Technically, or maybe legally, The Roommate is not a remake of Single White Female; neither the latter’s screenwriter (Don Roos) nor the writer of the novel he adapted (John Lutz) are credited. But clearly Sonny Mallh, the credited writer of The Roommate, was more than a little inspired by the older film. The only major difference is that The Roommate is about college students and dorm life in Los Angeles and not young professionals living in a loft apartment in New York City.
Fresh from Iowa and from breaking up with her high school boyfriend, Sara (Minka Kelly from Friday Night Lights in the Bridget Fonda role) is the first to move into her room. Shortly after, Rebecca (Meester) arrives, and within ten minutes, we know she is a little odd. She’s secretive, alludes to family problems, and she quickly becomes possessive and over-protective of Sara, making no secret of her dislike for anyone who wants to be friends with Sara. Rebecca brutally beats one girl who she thinks is a “bad influence.”
As Sara grows closer to her new boyfriend Stephen (Cam Gigandet, surprisingly and unfortunately not shirtless) and distances herself from an increasingly weird roommate, Rebecca starts taking more and more drastic measures to keep Sara close. In Single White Female, there’s a dead puppy, a gay neighbor, a colleague who sexually assaults Fonda and the death of Leigh’s sister at age nine.
In The Roommate, there’s a dead kitten, a lesbian friend, a teacher who sexually harasses Sara and the death of Sara’s sister at age nine. An Exacto knife replaces a screw driver. Rebecca wears Sara’s jaunty fedora as a disguise, just as Leigh cut her hair to look like Fonda. But that bowl haircut became iconic in the early 90s while the hat from The Roommate just feels like a prop.

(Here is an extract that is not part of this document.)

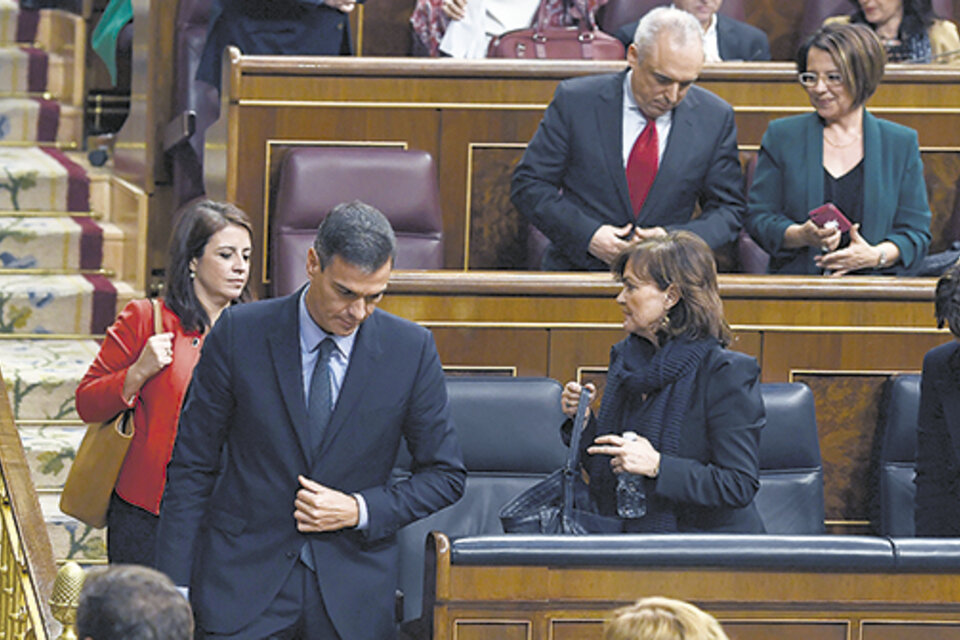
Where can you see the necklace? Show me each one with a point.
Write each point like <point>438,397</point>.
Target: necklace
<point>840,146</point>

Reading the above paragraph, it might sound like The Roommate is a smart update. But the problem is not the source material, it’s in the direction and the choices the director made in order to assure a PG-13 rating.

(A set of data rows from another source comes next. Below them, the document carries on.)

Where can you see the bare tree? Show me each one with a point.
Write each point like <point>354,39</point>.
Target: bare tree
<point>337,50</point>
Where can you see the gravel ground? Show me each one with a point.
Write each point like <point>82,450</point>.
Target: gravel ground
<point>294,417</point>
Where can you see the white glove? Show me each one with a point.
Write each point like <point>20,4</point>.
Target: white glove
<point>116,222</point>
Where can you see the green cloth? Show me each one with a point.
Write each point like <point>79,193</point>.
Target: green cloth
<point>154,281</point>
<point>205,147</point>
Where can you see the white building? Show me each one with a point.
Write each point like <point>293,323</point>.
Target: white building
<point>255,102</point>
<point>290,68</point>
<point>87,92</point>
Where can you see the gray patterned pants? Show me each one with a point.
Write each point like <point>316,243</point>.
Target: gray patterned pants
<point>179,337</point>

If your star is known from Gossip Girl, your viewers are going to be teenagers who don’t want to be accompanied by a parent or guardian. That means that the sex and violence that gave Single White Female its tension and shock can’t be shown in The Roommate. This is a problem when the plot of the film hinges on sex and violence.
You don’t have to be Alfred Hitchcock to thrill without blood and nudity. Disturbia, D.J. Caruso’s 2007 teen re-envisioning of Hitchcock’s Rear Window, was updated, suspenseful, thrilling and fun. But The Roommate’s director, Christian Christiansen, created no tension with either his camera work or with his actors, who, while not about to win any Oscars (or even Teen Choice Awards), have all been much better in other things.
Christiansen managed to get my heart racing only once, and it was with a shower scene. And I think I was just nostalgic for Psycho.